Guerra di veline fra le tribù grilline

"Se si sceglie Casini, fuori dalla maggioranza". Ma a stretto giro arriva la smentita

Guerra di veline fra le tribù grilline

Nel primo pomeriggio Giuseppe Conte appare davanti ai cronisti e prova a silenziare le voci su un asse con Matteo Salvini. Mentre in serata va in scena un'altra puntata della guerra delle «veline», tra sospetti e accuse incrociate. Il caso, stavolta, è una dichiarazione fatta alle agenzie da «fonti qualificate» del M5s. «Se Pd, Iv e centrodestra vogliono votare Pier Ferdinando Casini lo facciano pure ma si preparino a sostenere da solo il governo, M5s va all'opposizione», è la nota stringata, ma di una chiarezza irrituale in questi giorni di bizantinismi. Gli avversari interni accusano subito Conte, descritto come ansioso di andare all'opposizione per riacquistare quell'«agibilità politica» di cui ha fatto menzione anche nel faccia a faccia con Luigi Di Maio alla Farnesina prima dell'inizio delle votazioni sul Quirinale. Dall'altro lato ci sono le accuse sotterranee al ministro degli Esteri, che vorrebbe Mario Draghi al Colle. Ma, in una giungla di battitori liberi come sono i gruppi del M5s, è possibile che la polpetta avvelenata sia partita da frange più o meno autonome di «cani sciolti». Difficile trovare un colpevole nella balcanizzazione totale del Movimento. Fatto sta che fonti vicine a Conte smentiscono a tempo di record. «È destituito di ogni fondamento qualsiasi riferimento o commento del M5s a nomi di possibili candidati al Quirinale, il Movimento sta dialogando per una soluzione condivisa», la precisazione di «fonti vicine alla presidenza del M5s».

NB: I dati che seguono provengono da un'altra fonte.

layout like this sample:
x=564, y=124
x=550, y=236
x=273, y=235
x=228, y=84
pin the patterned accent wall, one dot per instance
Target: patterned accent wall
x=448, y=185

Il nome di Casini impazza per tutta la giornata anche tra i grillini. «Io lo voterei, è un parlamentare, viene visto come uno di noi», dice a taccuini chiusi un deputato pentastellato. Per altri «è il candidato di Renzi». Intanto Di Maio lo incrocia in mattinata a Montecitorio. Ma è difficile assicurare la tenuta dei gruppi sull'ex democristiano. Come è complicato arrivare all'unità interna con qualunque candidato che non sia Sergio Mattarella. Infatti tra i 125 voti per Mattarella molti portano la firma dei Cinque stelle.

Ma la mattinata e la serata di martedì sono segnate dalla tensione altissima sui presunti abboccamenti tra Conte e Salvini sul nome di Casellati. Il leader corregge parzialmente la rotta nel pomeriggio e poi di nuovo in serata. Per l'ex premier «mettere in gioco una carica istituzionale senza una soluzione condivisa sarebbe un grande errore per il centrodestra e un grande sgarbo istituzionale». «La Casellati non è un candidato qualsiasi, è una carica istituzionale», dice Conte. Passa qualche ora e l'ex premier torna sull'argomento, mostrando un atteggiamento più morbido rispetto al veto di Letta. «Non poniamo veti su nessuno ma se un profilo istituzionale come la seconda carica dello Stato viene presentato come la candidatura su cui il centrodestra vuole fare l'esibizione muscolare è illogico», abbozza Conte. Comunque una mezza retromarcia era d'obbligo per sedare la tensione interna. Tanto che si rende necessario l'intervento di Beppe Grillo. Il Garante, indagato per l'affaire Moby, avrebbe voluto evitare un coinvolgimento diretto. Eppure in mattinata è costretto a chiamare Conte. «Giuseppe non vorrai mica rompere con il Pd?», l'avvertimento di Grillo che poi smentisce in diretta con una telefonata a Enrico Mentana la sua presunta insistenza con Conte su Draghi al Quirinale.

Dopo la chiamata fonti M5s parlano di «piena sintonia sulla linea della trattativa che Conte sta conducendo». Nella telefonata è stata rimarcata la necessità di «garantire piena stabilità all'attuale governo». Concetto, quest'ultimo, ribadito da Conte durante l'assemblea congiunta serale con deputati e senatori.